This book is an abridged version of one of the great works of modern classical scholarship, Donald Kagan’s four-volume history of the Peloponnesian war, which originally appeared between 1969 and 1987. This crisis in the affairs of the Greek world in the fifth century BC was seen, even at the time, as a turning point in human civilisation.
Nearly half a century before, the Greeks had united against the great continental power of Persia. Led by Athens and Sparta, the two principal Greek powers, they had driven the fleets and armies of Xerxes from Europe and recovered control of their colonies on the coast of Asia Minor. Now the Greeks turned against each other. The Persian war had been followed by a period of astonishing literary and artistic achievement. The Parthenon and the monuments of Olympia, the plays of Sophocles and Aeschylus, the teachings of Socrates all date from this time. It coincided with the great age of Athens, and the high point of the city’s democratic constitution and its maritime empire.
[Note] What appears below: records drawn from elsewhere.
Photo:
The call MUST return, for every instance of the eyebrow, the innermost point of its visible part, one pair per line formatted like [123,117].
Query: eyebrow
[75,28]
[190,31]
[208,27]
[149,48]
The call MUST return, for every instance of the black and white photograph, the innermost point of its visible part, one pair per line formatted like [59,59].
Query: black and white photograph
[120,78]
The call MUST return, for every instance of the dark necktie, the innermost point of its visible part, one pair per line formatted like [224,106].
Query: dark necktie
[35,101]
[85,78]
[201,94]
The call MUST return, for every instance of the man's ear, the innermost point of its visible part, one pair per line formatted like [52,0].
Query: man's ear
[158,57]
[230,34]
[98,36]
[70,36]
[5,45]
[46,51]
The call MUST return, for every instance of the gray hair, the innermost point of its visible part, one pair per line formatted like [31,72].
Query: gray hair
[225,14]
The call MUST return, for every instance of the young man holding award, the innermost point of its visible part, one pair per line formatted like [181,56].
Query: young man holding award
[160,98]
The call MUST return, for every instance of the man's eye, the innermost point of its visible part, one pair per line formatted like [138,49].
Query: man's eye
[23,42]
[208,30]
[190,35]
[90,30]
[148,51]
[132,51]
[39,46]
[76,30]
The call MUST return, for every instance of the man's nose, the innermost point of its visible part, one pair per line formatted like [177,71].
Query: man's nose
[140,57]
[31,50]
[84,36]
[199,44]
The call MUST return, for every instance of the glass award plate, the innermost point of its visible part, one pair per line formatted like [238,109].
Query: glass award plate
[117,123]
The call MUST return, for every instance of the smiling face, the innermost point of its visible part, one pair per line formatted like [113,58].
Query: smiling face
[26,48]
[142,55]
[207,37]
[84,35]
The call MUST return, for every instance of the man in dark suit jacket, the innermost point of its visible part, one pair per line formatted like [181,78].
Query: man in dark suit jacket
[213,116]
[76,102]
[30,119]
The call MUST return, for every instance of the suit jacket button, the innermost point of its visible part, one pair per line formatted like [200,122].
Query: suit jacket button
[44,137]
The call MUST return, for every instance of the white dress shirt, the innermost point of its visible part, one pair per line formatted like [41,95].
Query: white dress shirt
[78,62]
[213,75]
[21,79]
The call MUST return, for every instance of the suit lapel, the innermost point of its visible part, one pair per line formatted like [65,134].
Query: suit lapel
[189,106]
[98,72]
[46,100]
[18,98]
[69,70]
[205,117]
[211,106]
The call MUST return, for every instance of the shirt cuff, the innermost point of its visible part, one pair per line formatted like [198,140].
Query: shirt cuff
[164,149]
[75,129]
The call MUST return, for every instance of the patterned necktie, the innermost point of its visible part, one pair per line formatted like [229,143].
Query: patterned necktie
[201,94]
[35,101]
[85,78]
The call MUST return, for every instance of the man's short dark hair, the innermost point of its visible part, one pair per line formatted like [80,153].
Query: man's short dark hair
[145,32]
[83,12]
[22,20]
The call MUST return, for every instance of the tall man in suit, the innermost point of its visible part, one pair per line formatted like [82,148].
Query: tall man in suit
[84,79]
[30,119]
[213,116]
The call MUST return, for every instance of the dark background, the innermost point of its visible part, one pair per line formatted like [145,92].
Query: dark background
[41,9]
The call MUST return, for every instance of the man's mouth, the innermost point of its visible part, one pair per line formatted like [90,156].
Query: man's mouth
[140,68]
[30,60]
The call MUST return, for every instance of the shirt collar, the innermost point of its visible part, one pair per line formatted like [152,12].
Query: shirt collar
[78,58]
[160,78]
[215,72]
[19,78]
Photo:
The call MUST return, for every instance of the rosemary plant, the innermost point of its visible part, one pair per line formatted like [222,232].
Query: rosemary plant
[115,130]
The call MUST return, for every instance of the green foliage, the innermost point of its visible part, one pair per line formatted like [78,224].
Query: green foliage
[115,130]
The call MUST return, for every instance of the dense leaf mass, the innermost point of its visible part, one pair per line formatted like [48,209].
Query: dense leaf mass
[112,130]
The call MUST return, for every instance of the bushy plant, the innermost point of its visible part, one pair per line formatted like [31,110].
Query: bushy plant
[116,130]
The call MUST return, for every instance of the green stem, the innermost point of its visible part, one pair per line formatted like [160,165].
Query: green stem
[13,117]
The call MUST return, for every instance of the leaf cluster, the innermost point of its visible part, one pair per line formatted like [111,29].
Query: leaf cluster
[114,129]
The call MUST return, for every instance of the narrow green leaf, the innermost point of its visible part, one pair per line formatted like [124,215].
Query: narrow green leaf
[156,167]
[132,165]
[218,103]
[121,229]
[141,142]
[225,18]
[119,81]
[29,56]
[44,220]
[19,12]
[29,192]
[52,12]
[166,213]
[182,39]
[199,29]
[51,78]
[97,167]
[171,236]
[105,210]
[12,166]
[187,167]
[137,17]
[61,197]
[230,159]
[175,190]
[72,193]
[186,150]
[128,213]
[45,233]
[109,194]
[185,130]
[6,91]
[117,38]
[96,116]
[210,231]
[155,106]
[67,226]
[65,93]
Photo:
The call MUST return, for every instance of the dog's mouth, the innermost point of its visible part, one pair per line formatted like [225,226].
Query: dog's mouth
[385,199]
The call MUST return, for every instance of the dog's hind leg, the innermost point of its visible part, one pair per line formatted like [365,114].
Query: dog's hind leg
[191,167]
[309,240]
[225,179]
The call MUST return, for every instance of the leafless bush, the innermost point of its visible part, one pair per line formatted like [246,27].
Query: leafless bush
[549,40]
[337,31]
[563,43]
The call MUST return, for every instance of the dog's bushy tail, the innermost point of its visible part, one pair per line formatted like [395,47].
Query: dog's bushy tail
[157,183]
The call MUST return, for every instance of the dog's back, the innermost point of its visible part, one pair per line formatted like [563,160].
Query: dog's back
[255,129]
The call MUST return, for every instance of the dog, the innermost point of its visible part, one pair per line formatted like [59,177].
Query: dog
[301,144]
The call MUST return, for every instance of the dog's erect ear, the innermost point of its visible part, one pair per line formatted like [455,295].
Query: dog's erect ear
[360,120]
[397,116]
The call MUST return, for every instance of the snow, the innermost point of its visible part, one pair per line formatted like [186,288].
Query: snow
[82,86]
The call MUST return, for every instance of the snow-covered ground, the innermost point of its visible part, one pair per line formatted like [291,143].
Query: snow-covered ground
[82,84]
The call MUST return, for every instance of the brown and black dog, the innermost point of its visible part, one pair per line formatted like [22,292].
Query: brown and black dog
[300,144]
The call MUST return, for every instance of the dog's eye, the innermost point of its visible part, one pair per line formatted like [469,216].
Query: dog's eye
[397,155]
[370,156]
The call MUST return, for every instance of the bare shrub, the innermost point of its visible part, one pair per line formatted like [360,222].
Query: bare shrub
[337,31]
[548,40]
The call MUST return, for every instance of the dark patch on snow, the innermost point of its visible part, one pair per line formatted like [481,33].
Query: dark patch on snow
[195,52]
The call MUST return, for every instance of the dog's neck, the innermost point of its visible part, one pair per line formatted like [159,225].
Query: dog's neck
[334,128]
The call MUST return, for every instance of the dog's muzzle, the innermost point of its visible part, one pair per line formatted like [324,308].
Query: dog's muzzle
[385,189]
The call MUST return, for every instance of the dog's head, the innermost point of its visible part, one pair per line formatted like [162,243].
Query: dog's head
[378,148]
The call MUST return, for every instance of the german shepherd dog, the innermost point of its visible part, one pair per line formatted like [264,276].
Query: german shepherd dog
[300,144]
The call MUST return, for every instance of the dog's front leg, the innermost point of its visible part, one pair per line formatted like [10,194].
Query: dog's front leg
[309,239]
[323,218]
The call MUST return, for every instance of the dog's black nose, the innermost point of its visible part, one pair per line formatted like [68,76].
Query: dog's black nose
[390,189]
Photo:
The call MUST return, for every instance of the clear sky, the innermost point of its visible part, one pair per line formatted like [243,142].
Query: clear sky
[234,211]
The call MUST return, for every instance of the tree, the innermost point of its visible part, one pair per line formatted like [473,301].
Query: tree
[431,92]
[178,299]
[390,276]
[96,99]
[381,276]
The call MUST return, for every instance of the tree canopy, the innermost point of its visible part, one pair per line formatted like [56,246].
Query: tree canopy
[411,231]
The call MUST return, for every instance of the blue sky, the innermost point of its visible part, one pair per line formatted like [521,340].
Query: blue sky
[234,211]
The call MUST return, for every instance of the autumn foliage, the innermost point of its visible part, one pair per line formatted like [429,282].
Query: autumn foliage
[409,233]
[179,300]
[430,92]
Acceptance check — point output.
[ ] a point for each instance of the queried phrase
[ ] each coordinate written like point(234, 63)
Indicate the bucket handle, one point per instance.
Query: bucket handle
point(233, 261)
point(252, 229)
All of this fell apart in the savage wars of Athens and Sparta between 431 and 404 BC. After 27 years of almost continual fighting, Athens was humbled by an alliance of Sparta and the old common enemy Persia, left with less than half its prewar population and deprived of its empire. In most of Greece, democracy was eclipsed by oligarchy. Shared habits and beliefs which earlier generations of Greeks had regarded as the foundations of civilised life were abandoned. If the Peloponnesian war acquired something of the apocalyptic character which nostalgic historians now ascribe to the first world war, this was partly a trick of the light. History has sided with the Athenians, who lost.